The Limitations: When the Chef Gets Creative (Too Creative)

Our chef analogy is powerful, but it’s important to acknowledge where it breaks down.

Our chef can actually taste food. They know when a dish works because they’ve experienced it. An LLM, by contrast, has never experienced language in any meaningful sense. It doesn’t understand that “The capital of France is Rome” is wrong. It understands statistical patterns, not truth.

This can lead to a phenomenon called “hallucination.” The LLM might generate something that sounds plausible and coherent—it follows all the patterns of real text—but it’s completely false. Imagine our chef creating a dish that sounds delicious and follows all the right culinary principles, but uses ingredients that don’t actually pair well in reality. The chef created something structurally sound but practically inedible.

Similarly, an LLM might confidently provide a citation to a paper that doesn’t exist, or describe a historical event with completely fabricated details. The response is grammatically perfect and contextually coherent. It just isn’t true.

There’s also a fundamental difference between pattern matching and understanding. Our chef understands why certain flavors work together—they’ve tasted thousands of combinations and developed intuition. An LLM has learned statistical patterns about which words tend to appear together, but it doesn’t have the embodied understanding that comes from experience.

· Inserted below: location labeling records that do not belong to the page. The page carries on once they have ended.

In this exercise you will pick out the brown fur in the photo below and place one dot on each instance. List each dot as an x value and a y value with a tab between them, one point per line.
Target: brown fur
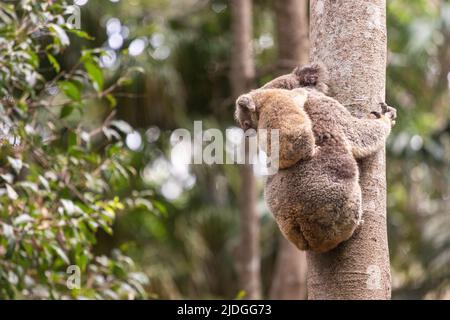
263	109
317	200
312	76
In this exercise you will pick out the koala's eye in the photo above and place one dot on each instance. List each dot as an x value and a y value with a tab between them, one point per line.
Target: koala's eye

This doesn’t make LLMs useless—far from it. It just means they’re best used as tools that amplify human capabilities, not as replacements for human judgment. An LLM is excellent at brainstorming, explaining concepts, writing drafts, and exploring ideas. It’s less reliable when you need absolute truth or when the stakes of being wrong are high.

Conclusion: The Power of Patterns

So, how do Large Language Models work? They’re like super-skilled chefs who have read a billion cookbooks, learned the deep patterns of how ingredients, techniques, and cuisines relate to each other, and can now create entirely new dishes by drawing on that learned knowledge.

They don’t memorize. They pattern-match. They don’t understand in the human sense. They predict based on statistical relationships. They don’t know truth. They know coherence.

And yet, from these seemingly simple principles emerges something remarkable: a system that can engage in conversation, answer questions, write essays, explain complex concepts, and help us think through problems. The chef may have never tasted food, but they can still create something delicious.

Understanding this chef analogy gives us insight into both the power and the limitations of modern AI. It explains why LLMs are so good at certain tasks (anything involving pattern recognition and coherent generation) and why they struggle with others (anything requiring grounded truth or genuine understanding). It demystifies the “magic” of AI and reveals that underneath is something more prosaic, yet in its own way, more wondrous: the power of learning patterns from vast amounts of data.

The next time you interact with an LLM, remember: you’re not talking to a computer that “knows” things. You’re collaborating with a sophisticated pattern-recognition engine that has learned to generate human-like text by absorbing the patterns of human communication. And that, perhaps, is remarkable enough.